Afin de démonter la particularité des deux langages (langage littéraire
et langage
filmique), je prendrai comme exemple une oeuvre littéraire, Être
sans destin, et je ferai voir
comment elle se rejoue sur le plan cinématographique. L’adaptation
constitue une partie
importante de la théorie du cinéma. Il faut souligner que la transposition
du langage littéraire à
l’écran pose un certain nombre de problèmes spécifiques.
Les mutations et les changements sont
inévitables au moment où l’on abandonne le régime
linguistique pour le régime visuel. En effet,
le mot «adapter» signifie «changer» ou «transposer».
Ainsi, même l’adaptation la plus
respectueuse d’une oeuvre littéraire entraîne des changements.

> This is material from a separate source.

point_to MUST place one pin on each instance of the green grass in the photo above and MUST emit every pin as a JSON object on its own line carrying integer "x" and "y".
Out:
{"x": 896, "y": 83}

Une bonne adaptation donc, n’est
pas une traduction parfaite du texte littéraire. Une adaptation réussie
rend l’essence et l’esprit de
l’oeuvre et la vision de l’auteur. Certaines questions formelles
se posent lorsqu’on transpose un
roman à l’écran. Quelles sont les effets de la transposition
du langage littéraire au langage
filmique? Quelles sont les contraintes que pose l’adaptation cinématographique
du roman Être
sans destin? La transposition à l’écran de ce roman transforme-t-elle
le texte littéraire?
Dans cette deuxième partie, il s’agit de répondre à ces
questions en faisant une analyse de
l’adaptation cinématographique du roman Être sans destin.Cette
analyse ne se veut pas
exhaustive, mais s’offre comme une introduction aux multiples effets de
la transposition d’un
discours littéraire au discours filmique. Le film de Lajos Koltai garde
les traits d’ensemble du
roman, c’est-à-dire l’intrigue, l’action, les thèmes,
les personnages principaux et les conventions
stylistiques. Pourtant, certains changements, particulièrement dans les
détails, ont été nécessaires
à la transposition du roman à l’écran. Prenons comme
point de départ l’instance du narrateur et le
point de vue de celui-ci. Le film commence avec une narration en voice-over qui
le situe
clairement dans une narration en première personne comme dans le roman.
D’autres appareils
cinématographiques comme la position de la caméra, montrent que
les événements sont donnés
par le point de vue du personnage principal qui les a vécus. La voix du
narrateur Gyurka est
présente tout à travers le film. Bien que la voix narrative reste
semblable au roman, il est
possible de noter des modifications. Plusieurs récits à la première
personne sont remplacés dans
le film par des métaphores visuelles. L’image permet de faire jouer
en même temps la narration
et la description littéraire contrairement au roman qui doit séparer
l’action de la description.
Silvie Rollet avance cette même idée en disant que « l’image
cinématographique, elle, désigne,
décrit et raconte en même temps » (43). Un exemple de cette
transformation de la voix narrative
en métaphore visuelle se voit avec la présence de l’étoile
jaune. A plusieurs reprises dans le
roman, Gyurka parle de l’étoile jaune que lui et les autres juifs
devaient porter sur l’épaule
comme symbole de leur ethnicité. Dans le film, ces discours ne prennent
pas place. Décrivant le
magasin de sport qui se trouve près de chez lui, Gyurka raconte avec naïveté l’histoire
des
étoiles jaunes.
Ces derniers temps, on peut y trouver des étoiles
jaunes fabrication maison, parce que,
bien sûr, il y a une grave pénurie d’étoffe jaune en
ce moment. (En ce qui me
concerne, ma belle-mère s’en est occupée à temps.)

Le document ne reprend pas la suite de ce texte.